Par la loi, par l'exercice du pouvoir, on ne rend pas les gens vertueux, on ne fait éclore aucune solidarité, aucune géné­rosité, puisque l'exercice même du pouvoir nie la solidarité et la générosité. Confier au pouvoir le soin de réaliser la « société solidaire et généreuse » qu'attendent ceux dont la sensibilité est « à gauche », c'est rééditer le péché des Pharisiens, de ceux qui ne croient qu'à la loi (et ne font pas confiance à la vertu, à l'amour).

Péché double : d'une part, l'homme de gouverne­ment qui oblige ses concitoyens à agir de telle ou telle façon, à aider le Tiers Monde, par exemple, comme il n'est pas omniscient, il ne peut absolument pas savoir si cette action qu'il commande va être pour le bien. Il est peut-être en train de causer du mal à ceux qu'il entend aider, et pas seulement de causer lui-même du mal, mais de forcer ses concitoyens à en causer aussi, alors même qu'ils voudraient, eux, agir autrement, et que leur décision serait peut-être la bonne. C'est-à-dire que cet homme de gouvernement est en train de constituer une structure de péché.
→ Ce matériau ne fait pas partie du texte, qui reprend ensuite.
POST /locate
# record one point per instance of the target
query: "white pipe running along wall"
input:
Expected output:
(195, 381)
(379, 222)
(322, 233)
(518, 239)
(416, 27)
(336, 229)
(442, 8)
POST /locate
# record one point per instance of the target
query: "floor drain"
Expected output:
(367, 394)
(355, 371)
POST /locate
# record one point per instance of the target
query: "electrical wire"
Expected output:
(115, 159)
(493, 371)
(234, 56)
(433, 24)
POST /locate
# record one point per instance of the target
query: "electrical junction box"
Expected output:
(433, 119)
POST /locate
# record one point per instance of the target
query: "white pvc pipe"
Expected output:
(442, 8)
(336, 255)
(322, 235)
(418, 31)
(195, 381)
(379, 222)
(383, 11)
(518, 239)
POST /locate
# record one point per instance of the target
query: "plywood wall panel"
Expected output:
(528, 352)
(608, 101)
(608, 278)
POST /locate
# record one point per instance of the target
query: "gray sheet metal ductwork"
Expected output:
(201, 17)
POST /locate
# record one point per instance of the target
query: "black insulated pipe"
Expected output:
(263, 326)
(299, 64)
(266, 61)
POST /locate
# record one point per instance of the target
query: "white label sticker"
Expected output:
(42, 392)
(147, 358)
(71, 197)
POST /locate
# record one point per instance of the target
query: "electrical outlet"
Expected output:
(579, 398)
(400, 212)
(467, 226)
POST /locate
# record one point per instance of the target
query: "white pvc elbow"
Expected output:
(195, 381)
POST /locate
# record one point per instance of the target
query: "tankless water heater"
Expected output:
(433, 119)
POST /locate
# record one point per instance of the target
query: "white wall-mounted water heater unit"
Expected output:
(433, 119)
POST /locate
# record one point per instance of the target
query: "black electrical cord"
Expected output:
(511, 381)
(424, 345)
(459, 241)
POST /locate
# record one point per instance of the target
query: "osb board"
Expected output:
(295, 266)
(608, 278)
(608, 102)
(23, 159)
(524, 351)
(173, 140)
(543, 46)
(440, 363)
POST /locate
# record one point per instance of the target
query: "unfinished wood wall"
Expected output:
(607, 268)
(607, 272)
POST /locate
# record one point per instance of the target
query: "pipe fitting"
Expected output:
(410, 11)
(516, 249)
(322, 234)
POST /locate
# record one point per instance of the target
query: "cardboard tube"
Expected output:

Et d'autre part, même si cet homme de gouvernement a pris la bonne décision - aider le Tiers Monde de la façon qu'il dit -, parce qu'il contraint ses concitoyens à le faire, il leur retire la possibilité d'agir par vertu.
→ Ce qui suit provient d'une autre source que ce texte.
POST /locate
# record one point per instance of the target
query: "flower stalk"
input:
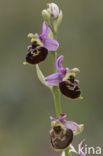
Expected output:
(55, 90)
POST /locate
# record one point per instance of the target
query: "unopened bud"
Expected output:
(53, 10)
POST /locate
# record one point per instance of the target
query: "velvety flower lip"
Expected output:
(65, 78)
(68, 124)
(62, 132)
(56, 78)
(49, 43)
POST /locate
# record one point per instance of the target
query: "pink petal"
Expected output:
(72, 125)
(50, 44)
(45, 29)
(54, 79)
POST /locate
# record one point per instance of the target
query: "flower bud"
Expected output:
(46, 16)
(53, 10)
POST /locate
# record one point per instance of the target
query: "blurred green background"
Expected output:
(25, 105)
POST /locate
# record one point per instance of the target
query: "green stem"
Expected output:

Dans ce domaine de l'aide au Tiers Monde comme dans tous les domaines, nous pouvons nous tromper, les ministres comme les autres. Mais si nous nous plaçons sur le terrain de l'éthique, erreur ou pas, pour qu'il y ait mérite, il faut que l'engage­ment soit le nôtre. Je dois prendre mes responsabilités moi-même, ou au sein d'associations auxquelles j'adhère de plein gré. Personne ne saurait moralement décider à ma place qui je dois aider, ni même si je dois aider.
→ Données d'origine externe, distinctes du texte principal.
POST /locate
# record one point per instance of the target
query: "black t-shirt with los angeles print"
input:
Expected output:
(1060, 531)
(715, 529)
Pour conclure d'une façon provocante, je reprendrai l'inter­vention de la personne tout à l'heure qui me disait : « Votre conception du droit, c'est le Code de la Route ». Absolument. Le Code de la Route ne prescrit pas que je dois faire du bien aux autres. Il signale seulement comment éviter de leur faire du mal. Leur faire du bien, c'est le rôle de la générosité et de l'amour, il n'y a pas de code pour ça. Le Code est une liste d'obstacles : je dois m'arrêter au feu rouge sinon j'encours une punition, et c'est pourquoi les feux rouges nous irritent. Mais être généreux, aimer, ne peut jamais être une punition, ou alors ce n'est plus de l'amour; nous ne pouvons pas être irrités d'être généreux, ou on ne parle plus de générosité. Maintenant si l'on me dit : « Vous n'avez pas le droit de faire ceci ou cela, et on vous en empêchera, même par la force, parce qu'il faut aider les pauvres » ; si l’on décrète : « Vous avez l'ordre de verser aux pauvres tant de pour-cent de ce que vous gagnez », alors ceux qui prétendent parler au nom des pauvres font des pauvres un obstacle - ils ne soulignent pas une obligation morale faisant appel à notre conscience, ils créent une obligation légale, sanctionnée par la police armée. Si aider les pauvres passe par l'impôt et les gendarmes, c'est une punition, ce ne peut plus être de la solidarité, de la générosité ni de l'amour. Et je crois que la société où l'on présente les déshérités comme un obstacle, la solidarité avec les plus démunis comme une punition et une obligation policière, cette société est une société perverse, elle est une structure de péché.

C'est le danger que courent nos sociétés modernes si nous ne reconnaissons pas que les relations sociales ont une dimension morale, et ne constituent pas uniquement des enjeux politi­ques, des rapports de force, et c'est contre ce danger que le Pape nous met en garde.

(Transcription d’une intervention au cours d'une conférence organisée sous l’égide du Bureau International du Travail, Genève, 24 novembre 1988. Version texte reprise du site Liberalia.)